In [36]:
#ignore the warnings of pandas 
import warnings
warnings.filterwarnings("ignore")

In [37]:
import pandas as pd
df_data = pd.read_csv("./data/train.csv")
df = df_data[~(df_data.notna().sum(axis=1) == 0)]

In [38]:
# Create a UUID column
df['UUID'] = df.groupby(['city', 'shop', 'brand', 'container']).ngroup() + 1
df['sales'] = df['price'].astype(float) * df['quantity'].astype(float)

In [39]:
df_data = df.groupby(['UUID','date', 'city', 'shop', 'brand', 'container']).sales.sum().reset_index()
df_data["date"] = pd.to_datetime(df_data["date"])

In [40]:
grouped_df = df_data.groupby(['date', 'UUID'])['sales'].sum().reset_index()


In [41]:
# !pip install prophet


In [43]:
from prophet import Prophet
import matplotlib.pyplot as plt

forecasts = pd.DataFrame()

# STEP 6: Forecast using Prophet
for uuid in grouped_df['UUID'].unique():
    temp_df = grouped_df[grouped_df['UUID'] == uuid][['date', 'sales']].rename(columns={'date': 'ds', 'sales': 'y'})
    
    if len(temp_df) < 2:
        continue  # Skip if too few data points

    model = Prophet()
    model.fit(temp_df)

    future = model.make_future_dataframe(periods=12, freq='M')  # Forecast next 6 months
    forecast = model.predict(future)
    forecast = forecast[["yhat","ds" ]]
    forecast["UUID"] = uuid
    forecasts = pd.concat([forecasts, forecast], ignore_index=True)
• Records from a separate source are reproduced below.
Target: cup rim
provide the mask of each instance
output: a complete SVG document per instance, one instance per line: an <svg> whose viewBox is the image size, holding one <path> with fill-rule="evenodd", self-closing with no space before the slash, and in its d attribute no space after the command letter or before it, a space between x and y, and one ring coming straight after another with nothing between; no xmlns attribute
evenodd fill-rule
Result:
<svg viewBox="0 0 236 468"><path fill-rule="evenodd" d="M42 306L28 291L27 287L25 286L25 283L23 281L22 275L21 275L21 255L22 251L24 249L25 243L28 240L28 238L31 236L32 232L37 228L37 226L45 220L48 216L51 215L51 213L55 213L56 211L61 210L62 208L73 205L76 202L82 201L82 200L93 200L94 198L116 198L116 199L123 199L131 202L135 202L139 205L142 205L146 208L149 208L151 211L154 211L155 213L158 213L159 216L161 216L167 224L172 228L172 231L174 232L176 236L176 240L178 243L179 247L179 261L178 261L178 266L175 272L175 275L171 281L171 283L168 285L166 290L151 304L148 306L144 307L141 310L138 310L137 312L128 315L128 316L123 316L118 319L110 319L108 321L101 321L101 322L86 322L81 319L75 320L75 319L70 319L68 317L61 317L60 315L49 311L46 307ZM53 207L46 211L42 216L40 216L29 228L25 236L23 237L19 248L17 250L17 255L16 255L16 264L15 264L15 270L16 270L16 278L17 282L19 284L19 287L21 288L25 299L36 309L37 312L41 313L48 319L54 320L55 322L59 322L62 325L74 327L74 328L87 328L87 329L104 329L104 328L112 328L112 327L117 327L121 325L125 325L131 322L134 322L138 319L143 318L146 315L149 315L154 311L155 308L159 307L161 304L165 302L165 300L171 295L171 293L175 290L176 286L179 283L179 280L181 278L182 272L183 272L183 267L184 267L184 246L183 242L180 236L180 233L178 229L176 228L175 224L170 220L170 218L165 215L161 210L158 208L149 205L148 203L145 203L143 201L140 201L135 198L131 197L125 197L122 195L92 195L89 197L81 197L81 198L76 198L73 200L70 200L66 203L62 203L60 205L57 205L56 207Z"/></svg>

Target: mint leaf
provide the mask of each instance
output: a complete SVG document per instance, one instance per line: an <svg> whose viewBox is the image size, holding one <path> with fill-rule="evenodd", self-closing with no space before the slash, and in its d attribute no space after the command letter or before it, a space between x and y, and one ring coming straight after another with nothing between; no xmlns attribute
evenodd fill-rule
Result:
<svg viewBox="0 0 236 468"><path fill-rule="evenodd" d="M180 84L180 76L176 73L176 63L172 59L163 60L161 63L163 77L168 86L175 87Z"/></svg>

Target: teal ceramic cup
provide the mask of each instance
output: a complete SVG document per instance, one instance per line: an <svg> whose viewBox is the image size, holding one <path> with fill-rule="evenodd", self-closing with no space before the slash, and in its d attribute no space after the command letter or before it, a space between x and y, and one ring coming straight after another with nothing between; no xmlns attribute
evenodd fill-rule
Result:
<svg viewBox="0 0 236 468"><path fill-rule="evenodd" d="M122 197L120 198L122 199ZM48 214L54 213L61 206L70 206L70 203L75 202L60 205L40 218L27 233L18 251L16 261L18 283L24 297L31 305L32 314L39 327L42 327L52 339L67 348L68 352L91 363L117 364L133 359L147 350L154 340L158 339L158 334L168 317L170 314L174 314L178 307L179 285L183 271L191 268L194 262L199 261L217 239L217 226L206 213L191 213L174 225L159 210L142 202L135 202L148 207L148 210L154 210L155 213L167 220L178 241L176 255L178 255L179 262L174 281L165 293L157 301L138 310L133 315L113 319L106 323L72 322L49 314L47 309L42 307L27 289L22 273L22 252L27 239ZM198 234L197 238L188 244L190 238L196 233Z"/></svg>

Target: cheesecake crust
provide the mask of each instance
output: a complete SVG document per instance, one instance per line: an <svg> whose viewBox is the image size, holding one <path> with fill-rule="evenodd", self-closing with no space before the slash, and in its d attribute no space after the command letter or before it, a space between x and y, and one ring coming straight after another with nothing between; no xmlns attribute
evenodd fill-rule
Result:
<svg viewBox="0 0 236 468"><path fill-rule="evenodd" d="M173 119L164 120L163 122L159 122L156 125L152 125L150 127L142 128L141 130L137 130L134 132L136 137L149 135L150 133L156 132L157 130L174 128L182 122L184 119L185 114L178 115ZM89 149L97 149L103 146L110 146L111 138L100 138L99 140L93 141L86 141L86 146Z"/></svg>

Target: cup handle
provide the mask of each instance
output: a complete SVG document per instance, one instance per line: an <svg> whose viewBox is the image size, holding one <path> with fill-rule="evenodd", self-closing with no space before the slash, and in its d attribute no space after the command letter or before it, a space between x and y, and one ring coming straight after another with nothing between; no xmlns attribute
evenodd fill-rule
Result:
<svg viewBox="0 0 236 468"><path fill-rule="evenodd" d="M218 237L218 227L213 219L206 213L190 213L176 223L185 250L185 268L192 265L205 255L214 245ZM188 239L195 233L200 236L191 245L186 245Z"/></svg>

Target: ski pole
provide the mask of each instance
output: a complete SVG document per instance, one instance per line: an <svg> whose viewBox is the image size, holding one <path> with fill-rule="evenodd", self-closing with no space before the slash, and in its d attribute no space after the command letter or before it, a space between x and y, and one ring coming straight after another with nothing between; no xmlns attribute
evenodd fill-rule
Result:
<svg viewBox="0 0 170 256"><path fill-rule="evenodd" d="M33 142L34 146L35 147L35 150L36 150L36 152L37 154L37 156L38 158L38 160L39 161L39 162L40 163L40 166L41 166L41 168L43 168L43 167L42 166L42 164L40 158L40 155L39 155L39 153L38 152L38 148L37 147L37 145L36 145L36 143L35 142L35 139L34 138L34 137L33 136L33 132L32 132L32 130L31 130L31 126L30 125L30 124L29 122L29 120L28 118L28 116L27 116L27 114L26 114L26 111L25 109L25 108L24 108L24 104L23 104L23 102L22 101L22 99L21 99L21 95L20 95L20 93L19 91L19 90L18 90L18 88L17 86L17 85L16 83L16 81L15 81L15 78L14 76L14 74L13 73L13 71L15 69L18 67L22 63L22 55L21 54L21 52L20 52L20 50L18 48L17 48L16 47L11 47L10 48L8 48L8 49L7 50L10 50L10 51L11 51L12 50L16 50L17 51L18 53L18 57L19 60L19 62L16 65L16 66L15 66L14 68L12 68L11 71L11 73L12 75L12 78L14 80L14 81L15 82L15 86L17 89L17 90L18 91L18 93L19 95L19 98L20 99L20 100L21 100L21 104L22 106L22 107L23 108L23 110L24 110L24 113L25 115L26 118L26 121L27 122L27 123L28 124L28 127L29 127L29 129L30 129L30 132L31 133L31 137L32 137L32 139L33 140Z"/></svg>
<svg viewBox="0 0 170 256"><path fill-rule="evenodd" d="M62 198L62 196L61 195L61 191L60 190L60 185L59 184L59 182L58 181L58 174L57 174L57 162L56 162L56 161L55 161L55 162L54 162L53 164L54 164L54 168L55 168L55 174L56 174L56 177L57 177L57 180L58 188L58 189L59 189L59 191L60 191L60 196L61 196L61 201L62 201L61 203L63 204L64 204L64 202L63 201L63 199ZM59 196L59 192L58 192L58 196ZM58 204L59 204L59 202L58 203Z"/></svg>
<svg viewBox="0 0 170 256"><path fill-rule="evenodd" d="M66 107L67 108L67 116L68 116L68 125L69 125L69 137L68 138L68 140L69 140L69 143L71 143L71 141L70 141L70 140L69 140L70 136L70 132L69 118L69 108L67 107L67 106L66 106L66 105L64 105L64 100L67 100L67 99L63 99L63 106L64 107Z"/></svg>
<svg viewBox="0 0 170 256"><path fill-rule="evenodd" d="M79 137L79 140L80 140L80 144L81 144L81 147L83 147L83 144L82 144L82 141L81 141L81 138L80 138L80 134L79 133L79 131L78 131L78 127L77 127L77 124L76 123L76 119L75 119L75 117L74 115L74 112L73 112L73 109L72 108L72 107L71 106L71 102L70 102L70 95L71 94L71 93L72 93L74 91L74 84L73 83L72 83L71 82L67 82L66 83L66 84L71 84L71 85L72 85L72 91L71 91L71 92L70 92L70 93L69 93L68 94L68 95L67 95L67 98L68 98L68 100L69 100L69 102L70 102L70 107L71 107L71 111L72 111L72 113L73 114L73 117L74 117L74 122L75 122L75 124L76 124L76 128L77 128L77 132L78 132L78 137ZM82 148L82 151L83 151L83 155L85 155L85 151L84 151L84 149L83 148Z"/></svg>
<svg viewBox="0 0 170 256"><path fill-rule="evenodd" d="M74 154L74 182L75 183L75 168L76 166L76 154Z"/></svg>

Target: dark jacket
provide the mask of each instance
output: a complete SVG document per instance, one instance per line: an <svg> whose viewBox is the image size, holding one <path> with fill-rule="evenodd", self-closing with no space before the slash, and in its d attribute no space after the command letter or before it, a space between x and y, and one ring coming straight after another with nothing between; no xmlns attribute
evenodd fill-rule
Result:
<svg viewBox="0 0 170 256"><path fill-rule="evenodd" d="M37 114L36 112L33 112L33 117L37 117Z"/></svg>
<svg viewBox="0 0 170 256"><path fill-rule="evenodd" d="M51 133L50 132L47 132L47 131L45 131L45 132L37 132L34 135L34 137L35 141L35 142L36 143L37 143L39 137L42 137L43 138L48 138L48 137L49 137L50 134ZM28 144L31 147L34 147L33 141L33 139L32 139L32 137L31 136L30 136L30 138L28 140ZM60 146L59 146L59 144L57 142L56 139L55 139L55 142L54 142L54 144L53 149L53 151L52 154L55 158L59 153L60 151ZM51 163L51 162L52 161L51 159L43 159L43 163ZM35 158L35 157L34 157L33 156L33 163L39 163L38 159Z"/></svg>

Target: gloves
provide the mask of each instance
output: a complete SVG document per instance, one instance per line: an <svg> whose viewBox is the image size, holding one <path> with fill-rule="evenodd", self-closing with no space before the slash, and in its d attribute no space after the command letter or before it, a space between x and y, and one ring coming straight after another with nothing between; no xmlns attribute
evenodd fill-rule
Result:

22:55:37 - cmdstanpy - INFO - Chain [1] start processing
22:55:37 - cmdstanpy - INFO - Chain [1] done processing
22:55:37 - cmdstanpy - INFO - Chain [1] start processing
22:55:37 - cmdstanpy - INFO - Chain [1] done processing
22:55:37 - cmdstanpy - INFO - Chain [1] start processing
22:55:38 - cmdstanpy - INFO - Chain [1] done processing
22:55:38 - cmdstanpy - INFO - Chain [1] start processing
22:55:38 - cmdstanpy - INFO - Chain [1] done processing
22:55:38 - cmdstanpy - INFO - Chain [1] start processing
22:55:38 - cmdstanpy - INFO - Chain [1] done processing
22:55:38 - cmdstanpy - INFO - Chain [1] start processing
22:55:38 - cmdstanpy - INFO - Chain [1] done processing
22:55:38 - cmdstanpy - INFO - Chain [1] start processing
22:55:38 - cmdstanpy - INFO - Chain [1] done processing
22:55:38 - cmdstanpy - INFO - Chain [1] start processing
22:55:39 - cmdstanpy - INFO - Chain [1] done processing
22:55:39 - cmdstanpy - INFO - Chain [1] start processing
22:55:39 - cmdstanpy - INFO - Chain [1]

In [44]:
forecasts = forecasts.rename(columns={'ds': 'date', 'yhat': 'yhat'})
# merge details into the datframe 
forecasts = forecasts.merge(df_data[['UUID', 'city', 'shop', 'brand', 'container']].drop_duplicates(), on='UUID', how='left')

In [46]:
forecasts["UUID"].nunique()

90

In [50]:
# reading the test data 
df_test = pd.read_csv("./data/test.csv")
# Convert 'date' to datetime
df_test['date'] = pd.to_datetime(df_test['date'])
#create the sales column
df_test['sales'] = df_test['price'].astype(float) * df_test['quantity'].astype(float)
df_test = df_test.groupby(['date', 'city', 'shop', 'brand', 'container']).sales.sum().reset_index()
# Ensure 'date' is in datetime format
df_test['date'] = pd.to_datetime(df_test['date'])
# Merge forecasts with test data on columns ['date', 'city', 'shop', 'brand', 'container']
df_test = df_test.merge(forecasts, on=['date', 'city', 'shop', 'brand', 'container'], how='left')
# Fill NaN values in 'yhat' with 0
df_test['yhat'] = df_test['yhat'].fillna(0)




In [52]:
#calculate the error between sales and yhat
df_test['error'] = df_test['sales'] - df_test['yhat']
# Calculate the percentage error
df_test['percentage_error'] = df_test['error'] / df_test['sales'].replace(0, pd.NA) * 100

# Save the results to a CSV file
df_test[['date', 'city', 'shop', 'brand', 'container', 'sales', 'yhat', 'error', 'percentage_error']].to_csv("./data/forecast_results.csv", index=False)